Jan 16, 2015 Urban design
Veils, cloaks, a sense of mystery. Fearon Hay’s visceral Kiwi style is scoring wins on the world stage.
Portrait by Simon C. Wilson. Architectural photography by Patrick Reynolds.
Last October, Jeff Fearon and Tim Hay entered the lions’ den of the World Architecture Festival, held in Singapore, determined to tell their Te Kaitaka design story in words, rather than go straight to photos. In the competition, architects from all over the world get 10 minutes to strut their stuff to an audience of peers, followed by a 10-minute critique from a jury of big-name architects. In the Display category, the firm was up against entries like the Buk Seoul Museum of Art in South Korea.
They began with a simple line sketch of a Maori cloak. Then images of Auckland Airport’s vast land-holding and the Manukau Heads. Next came concept drawings, photos of the bronze mesh and prototyping — how they’d join the mesh with weaving and bend it around the corner. They went on a bit. Someone rang the bell. “The judges were going, ‘Show us the building,’” says Fearon. ‘What exactly was the building for?’ wondered the jurors. It was a showcase building, explained Hay, to promote what’s on offer in the airport precinct, a place to do deals.
The pair had been to these awards before and come away empty handed. Their win with Te Kaitaka, which came on the first day, was terrific. The next day, they presented in the Villa category against two other New Zealand architects and one from the Philippines.

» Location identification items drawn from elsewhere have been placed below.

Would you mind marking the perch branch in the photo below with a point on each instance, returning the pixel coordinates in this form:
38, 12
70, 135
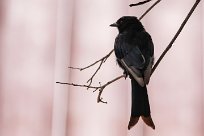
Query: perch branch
149, 9
176, 35
139, 3
99, 88
102, 60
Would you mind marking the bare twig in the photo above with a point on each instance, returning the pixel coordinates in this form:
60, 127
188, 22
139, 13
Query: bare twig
176, 35
139, 3
99, 88
149, 9
102, 60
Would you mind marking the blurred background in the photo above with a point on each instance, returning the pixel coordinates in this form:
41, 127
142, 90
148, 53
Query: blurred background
39, 39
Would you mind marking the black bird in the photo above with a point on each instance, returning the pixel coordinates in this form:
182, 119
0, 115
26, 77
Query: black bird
134, 51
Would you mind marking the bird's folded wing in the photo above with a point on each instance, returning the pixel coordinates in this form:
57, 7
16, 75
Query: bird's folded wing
132, 62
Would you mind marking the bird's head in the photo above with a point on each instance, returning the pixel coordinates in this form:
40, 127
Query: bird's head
126, 22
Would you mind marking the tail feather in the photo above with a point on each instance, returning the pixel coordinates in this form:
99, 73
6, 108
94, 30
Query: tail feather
140, 106
148, 121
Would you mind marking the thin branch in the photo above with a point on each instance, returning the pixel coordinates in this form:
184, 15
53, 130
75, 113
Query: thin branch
176, 35
139, 3
99, 88
99, 99
149, 9
102, 60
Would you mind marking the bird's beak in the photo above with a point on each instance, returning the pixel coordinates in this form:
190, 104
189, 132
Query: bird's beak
114, 25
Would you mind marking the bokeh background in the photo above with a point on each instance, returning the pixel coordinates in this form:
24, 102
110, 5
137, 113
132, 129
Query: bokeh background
39, 39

This time they began with a photo of a completed house, but all it showed was a four-metre-high, semi-transparent glass wall set among the dunes at Omaha Beach. “That sense of the building not being totally understood is something we are quite interested in,” says Hay.
The Dune House is open on its beachfront face to absorb the view, but its other three sides are a wraparound glass wall. The problem: neighbours trying to look at the view too, and looking into the Dune House backyard. The solution, says Fearon, was a “veiled containment”: a glass compound featuring open courtyard, pool and outdoor fireplace. The result, says Hay — the pair constantly complete each other’s sentences — presents the neighbours with “a transparent sort of luminous thing” which, from the inside, is totally private.
Fearon Hay won again — the jury impressed by “the opacity of the skin to act as a veil that creates a sense of mystery”.
They presented again to the super-jury led by British starchitect Richard Rogers, for World Building of the Year. A juror asked how much The Cloak building weighed. Fearon was flummoxed. “It got into a debate of, ‘Is the building heavy or light?’ We were trying to say it’s kind of both. It’s a heavy roof on a big cantilever. We talked about how muscular the structure is.” Hay jumps in. “We didn’t want it to be flimsy. We wanted the sense of the weight of the landscape.”
They didn’t win, but loved the experience. “It was pretty amazing to be up on the stage for two buildings,” says Hay. “We almost did a haka.” Why not?
This talented practice, which in 2013 won the New Zealand Architecture Medal for its Imperial Lane makeover, is on a roll.